A stab of painful sadness went through him at that. “Yes, ma’am. I will.” She let go and he went to sit down. To wait.

  The train rattled and grumbled through an endless chain of stops. At each, a few people got on or off—but never the big man with his captive boy.

  That didn’t happen until the end of the line.

  He let them get ahead of him, because he felt so vulnerable here—so exposed. No one else had gotten off, and the station was bright enough that he couldn’t follow them too soon. Poplar trees poked their swaying feathery heads up beyond the fence at the end of the raised, open air platform.
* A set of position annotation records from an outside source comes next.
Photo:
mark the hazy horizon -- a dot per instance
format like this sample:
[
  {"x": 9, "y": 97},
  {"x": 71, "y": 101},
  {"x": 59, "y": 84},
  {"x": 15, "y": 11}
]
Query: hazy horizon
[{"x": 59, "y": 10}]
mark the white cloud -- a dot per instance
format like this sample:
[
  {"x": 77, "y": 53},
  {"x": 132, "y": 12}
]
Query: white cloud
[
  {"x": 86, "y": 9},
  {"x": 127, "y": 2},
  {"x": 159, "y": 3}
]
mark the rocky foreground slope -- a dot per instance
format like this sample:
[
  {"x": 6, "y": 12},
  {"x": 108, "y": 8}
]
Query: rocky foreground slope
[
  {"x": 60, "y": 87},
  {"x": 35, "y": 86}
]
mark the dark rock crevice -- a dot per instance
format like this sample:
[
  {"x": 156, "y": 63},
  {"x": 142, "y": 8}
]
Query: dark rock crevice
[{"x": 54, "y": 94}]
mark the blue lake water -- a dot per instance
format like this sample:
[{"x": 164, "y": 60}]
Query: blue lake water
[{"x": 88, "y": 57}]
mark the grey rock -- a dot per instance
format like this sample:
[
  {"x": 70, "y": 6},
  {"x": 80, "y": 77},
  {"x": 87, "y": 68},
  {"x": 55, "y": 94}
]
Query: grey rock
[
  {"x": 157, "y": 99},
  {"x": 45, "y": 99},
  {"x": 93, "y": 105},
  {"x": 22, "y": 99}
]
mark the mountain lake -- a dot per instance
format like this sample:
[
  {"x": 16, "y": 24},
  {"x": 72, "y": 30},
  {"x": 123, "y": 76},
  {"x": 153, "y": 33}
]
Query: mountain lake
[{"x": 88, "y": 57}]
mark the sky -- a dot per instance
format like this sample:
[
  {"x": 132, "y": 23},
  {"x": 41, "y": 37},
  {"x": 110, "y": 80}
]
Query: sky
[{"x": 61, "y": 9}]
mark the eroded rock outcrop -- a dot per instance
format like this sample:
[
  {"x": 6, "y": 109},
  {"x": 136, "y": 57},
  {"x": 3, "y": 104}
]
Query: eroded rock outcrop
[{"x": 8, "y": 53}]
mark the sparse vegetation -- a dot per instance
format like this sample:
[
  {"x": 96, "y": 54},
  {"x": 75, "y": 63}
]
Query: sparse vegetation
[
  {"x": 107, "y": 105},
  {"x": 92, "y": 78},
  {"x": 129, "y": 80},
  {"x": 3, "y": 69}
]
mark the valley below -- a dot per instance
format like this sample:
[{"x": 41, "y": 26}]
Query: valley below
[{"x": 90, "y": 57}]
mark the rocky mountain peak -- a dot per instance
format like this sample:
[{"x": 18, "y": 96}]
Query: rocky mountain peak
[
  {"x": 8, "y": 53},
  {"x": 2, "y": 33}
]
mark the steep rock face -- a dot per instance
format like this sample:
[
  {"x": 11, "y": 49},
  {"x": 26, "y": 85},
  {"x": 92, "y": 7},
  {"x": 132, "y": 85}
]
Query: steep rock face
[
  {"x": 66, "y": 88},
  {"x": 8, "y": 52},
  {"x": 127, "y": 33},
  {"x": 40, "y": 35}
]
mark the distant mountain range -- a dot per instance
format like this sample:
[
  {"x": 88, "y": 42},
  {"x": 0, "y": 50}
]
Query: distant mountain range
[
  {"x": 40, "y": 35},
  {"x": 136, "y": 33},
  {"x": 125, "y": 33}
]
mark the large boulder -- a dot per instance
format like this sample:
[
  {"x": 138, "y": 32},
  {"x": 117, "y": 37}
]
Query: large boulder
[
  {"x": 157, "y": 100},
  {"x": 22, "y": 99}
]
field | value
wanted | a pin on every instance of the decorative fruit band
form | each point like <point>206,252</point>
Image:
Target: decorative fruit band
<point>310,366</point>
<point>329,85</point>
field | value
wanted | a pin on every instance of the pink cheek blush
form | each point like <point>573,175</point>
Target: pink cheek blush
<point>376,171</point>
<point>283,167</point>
From up here Inchy could see a parking lot, and across from that houses. Endless miles of houses on long regular streets spreading off into darkness toward a line of hills. Low roofs with warm lights glowing out from under them. None of the hulking buildings he was used to. None of the city noises. It was quiet. He stood feeling the cool wind on his cheek, wishing it would take the edge off his fever. Instead, it only made him shiver, and instantly he felt sicker.
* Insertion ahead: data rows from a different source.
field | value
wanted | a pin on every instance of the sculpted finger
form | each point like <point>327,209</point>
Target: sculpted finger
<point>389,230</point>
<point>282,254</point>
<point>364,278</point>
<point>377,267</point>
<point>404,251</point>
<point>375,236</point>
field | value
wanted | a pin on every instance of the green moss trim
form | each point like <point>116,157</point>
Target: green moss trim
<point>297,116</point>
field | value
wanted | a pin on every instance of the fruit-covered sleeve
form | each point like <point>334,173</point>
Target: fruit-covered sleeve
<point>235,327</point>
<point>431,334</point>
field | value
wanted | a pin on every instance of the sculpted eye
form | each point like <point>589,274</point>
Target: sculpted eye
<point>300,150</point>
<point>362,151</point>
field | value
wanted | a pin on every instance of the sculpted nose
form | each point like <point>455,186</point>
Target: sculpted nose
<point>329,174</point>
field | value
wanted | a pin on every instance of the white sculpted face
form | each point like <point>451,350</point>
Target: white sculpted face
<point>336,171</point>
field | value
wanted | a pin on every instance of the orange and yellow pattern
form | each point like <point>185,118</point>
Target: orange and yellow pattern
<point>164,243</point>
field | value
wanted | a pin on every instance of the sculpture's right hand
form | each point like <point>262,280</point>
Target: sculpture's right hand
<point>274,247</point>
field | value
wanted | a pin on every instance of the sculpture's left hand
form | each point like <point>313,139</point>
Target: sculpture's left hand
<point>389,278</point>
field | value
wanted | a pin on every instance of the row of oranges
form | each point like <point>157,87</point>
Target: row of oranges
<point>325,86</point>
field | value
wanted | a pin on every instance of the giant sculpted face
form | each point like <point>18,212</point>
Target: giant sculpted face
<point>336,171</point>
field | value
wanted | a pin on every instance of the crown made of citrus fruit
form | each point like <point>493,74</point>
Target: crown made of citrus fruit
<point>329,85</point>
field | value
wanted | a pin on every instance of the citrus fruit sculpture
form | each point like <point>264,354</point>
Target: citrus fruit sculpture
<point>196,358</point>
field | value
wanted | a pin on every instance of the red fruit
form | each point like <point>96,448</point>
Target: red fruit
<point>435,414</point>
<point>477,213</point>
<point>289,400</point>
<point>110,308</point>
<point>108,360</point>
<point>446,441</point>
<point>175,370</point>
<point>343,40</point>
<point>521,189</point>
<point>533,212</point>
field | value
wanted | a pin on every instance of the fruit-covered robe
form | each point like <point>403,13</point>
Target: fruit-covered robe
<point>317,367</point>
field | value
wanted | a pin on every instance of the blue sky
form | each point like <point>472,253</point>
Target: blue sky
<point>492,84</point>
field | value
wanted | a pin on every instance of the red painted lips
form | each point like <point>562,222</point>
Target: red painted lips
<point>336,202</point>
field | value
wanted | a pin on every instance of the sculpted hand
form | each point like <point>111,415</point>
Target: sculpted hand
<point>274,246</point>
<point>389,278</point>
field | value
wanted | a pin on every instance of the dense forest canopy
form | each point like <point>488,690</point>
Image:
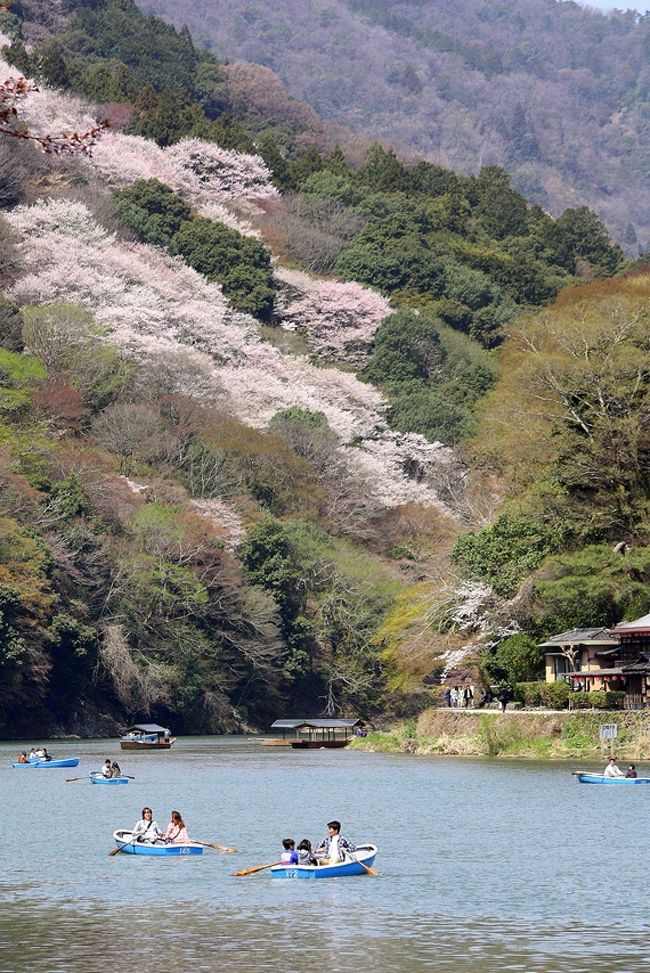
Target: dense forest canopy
<point>555,93</point>
<point>283,425</point>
  Down below, coming out from under the edge of the platform, he saw the man urging the boy ahead of him toward the parking lot. It suddenly occurred to him that they were probably going to get into a car and drive away, and then he’d have lost them for good. In a panic, he hurried down the escalator, leaping steps so fast he felt he was flying. The station was deserted down here, too. Seeing no station agent, he leapt the turnstile and rushed out to the street.

  The man and his boy were just passing under the last row of streetlights at the edge of the lot, moving on foot toward the houses. They weren’t driving after all. Inchy breathed a sigh of relief, and followed.
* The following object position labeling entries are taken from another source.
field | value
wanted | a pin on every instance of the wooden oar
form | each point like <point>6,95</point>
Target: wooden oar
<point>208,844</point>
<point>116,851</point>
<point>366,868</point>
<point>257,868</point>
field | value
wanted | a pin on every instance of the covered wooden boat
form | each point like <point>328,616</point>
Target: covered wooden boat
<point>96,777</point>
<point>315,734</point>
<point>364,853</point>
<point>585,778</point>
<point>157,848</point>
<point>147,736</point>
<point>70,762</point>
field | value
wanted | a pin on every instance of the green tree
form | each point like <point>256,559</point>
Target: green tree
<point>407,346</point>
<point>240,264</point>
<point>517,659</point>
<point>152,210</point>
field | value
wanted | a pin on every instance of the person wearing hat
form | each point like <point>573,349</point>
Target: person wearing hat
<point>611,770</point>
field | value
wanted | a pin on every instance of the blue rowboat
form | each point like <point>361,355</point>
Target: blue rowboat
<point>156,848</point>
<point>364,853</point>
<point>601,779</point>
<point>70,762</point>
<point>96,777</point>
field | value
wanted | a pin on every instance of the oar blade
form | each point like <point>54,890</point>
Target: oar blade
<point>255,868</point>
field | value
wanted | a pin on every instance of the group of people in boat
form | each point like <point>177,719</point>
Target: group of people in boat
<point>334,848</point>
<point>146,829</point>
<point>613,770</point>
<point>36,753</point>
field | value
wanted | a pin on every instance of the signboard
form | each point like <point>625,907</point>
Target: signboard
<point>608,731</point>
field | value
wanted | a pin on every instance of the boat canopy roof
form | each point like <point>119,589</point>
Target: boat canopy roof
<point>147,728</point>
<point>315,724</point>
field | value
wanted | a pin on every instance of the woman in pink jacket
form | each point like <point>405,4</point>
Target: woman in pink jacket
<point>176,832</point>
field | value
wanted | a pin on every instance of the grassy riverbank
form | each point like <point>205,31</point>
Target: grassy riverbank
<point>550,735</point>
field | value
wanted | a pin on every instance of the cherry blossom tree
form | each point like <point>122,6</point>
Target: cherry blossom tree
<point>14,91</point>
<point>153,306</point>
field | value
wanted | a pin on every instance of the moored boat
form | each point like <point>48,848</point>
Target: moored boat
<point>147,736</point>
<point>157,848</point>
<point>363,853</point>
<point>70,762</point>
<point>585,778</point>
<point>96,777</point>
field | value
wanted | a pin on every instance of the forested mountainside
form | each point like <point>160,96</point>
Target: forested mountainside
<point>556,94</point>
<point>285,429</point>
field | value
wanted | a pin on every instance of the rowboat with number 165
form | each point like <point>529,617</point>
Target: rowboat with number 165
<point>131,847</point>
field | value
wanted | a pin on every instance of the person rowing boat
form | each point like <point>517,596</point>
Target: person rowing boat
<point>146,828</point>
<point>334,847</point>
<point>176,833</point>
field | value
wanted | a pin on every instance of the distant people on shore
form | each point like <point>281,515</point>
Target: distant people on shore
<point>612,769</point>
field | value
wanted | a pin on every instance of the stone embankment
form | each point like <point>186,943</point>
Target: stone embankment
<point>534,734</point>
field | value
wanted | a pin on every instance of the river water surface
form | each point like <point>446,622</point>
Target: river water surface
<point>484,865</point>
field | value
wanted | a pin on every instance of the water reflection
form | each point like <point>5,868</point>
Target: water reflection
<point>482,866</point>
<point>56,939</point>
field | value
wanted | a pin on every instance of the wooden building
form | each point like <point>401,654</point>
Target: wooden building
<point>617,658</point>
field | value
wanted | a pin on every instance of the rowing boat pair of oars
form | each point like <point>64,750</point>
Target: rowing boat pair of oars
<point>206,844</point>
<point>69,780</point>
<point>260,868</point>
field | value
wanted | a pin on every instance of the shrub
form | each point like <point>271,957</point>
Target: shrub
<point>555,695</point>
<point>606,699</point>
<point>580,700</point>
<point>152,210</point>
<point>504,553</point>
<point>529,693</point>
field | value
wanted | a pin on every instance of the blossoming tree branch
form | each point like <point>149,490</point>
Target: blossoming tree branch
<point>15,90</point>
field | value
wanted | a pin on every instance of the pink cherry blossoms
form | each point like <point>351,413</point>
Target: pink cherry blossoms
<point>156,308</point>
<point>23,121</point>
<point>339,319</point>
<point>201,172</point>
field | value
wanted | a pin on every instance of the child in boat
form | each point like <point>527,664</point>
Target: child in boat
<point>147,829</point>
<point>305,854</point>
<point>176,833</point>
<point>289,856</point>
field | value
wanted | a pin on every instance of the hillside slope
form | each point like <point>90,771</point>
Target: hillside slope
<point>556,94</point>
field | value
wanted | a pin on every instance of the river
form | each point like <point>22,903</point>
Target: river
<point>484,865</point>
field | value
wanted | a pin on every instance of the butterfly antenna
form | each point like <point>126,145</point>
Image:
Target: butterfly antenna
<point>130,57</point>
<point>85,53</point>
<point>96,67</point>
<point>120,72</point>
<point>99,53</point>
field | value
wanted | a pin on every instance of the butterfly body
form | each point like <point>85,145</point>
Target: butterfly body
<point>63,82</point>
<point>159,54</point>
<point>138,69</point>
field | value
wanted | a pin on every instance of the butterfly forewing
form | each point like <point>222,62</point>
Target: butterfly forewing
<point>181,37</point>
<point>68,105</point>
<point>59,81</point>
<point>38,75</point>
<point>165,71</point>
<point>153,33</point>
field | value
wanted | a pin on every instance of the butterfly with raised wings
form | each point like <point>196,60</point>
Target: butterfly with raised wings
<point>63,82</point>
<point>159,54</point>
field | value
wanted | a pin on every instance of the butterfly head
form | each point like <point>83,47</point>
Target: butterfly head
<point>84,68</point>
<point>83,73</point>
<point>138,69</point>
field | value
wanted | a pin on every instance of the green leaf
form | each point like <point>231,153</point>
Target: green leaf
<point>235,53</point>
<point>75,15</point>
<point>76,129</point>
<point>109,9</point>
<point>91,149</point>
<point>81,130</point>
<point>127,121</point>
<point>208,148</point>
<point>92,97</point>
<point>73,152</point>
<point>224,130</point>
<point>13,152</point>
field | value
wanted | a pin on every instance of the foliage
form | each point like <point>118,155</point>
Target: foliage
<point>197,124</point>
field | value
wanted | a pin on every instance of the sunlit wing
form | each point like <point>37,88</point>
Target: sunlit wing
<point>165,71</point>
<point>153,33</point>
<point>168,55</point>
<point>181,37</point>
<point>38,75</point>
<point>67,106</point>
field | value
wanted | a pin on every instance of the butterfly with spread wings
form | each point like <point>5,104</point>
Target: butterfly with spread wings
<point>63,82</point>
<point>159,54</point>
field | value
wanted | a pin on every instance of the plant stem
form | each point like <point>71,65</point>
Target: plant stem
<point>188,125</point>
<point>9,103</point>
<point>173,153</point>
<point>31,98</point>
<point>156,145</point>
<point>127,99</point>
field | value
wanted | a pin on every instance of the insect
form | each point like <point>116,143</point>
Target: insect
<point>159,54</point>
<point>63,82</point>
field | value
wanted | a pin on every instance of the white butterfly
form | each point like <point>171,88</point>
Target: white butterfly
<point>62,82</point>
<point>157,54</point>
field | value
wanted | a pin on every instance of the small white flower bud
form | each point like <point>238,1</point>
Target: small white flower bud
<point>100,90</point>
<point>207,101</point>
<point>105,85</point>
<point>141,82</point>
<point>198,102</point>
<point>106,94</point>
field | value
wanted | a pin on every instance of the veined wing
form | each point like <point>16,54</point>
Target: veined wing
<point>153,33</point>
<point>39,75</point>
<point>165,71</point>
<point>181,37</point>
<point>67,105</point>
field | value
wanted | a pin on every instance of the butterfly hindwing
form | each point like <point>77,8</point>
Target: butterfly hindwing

  It was a pretty house in a street of pretty houses; a two-story white house trimmed with open green shutters. Curtains, soft-looking as cobwebs in the tall windows. Someone hadn’t mowed the thatchy lawn in a while, and one of the tires of the station wagon that sat in the driveway was flat. There was a light shining out from around back—the kitchen, Inchy thought, as he walked past the glossy bulk of the station wagon.

  His head throbbed, and he felt sort of dreamlike; the gun was heavy against his rib cage. He wanted to see if the car was unlocked, and if it was he wanted to lie down on those wide soft seats. But he kept going, through the open wooden gate into the back yard. Crickets sawed away. A nightbird chattered and fell silent.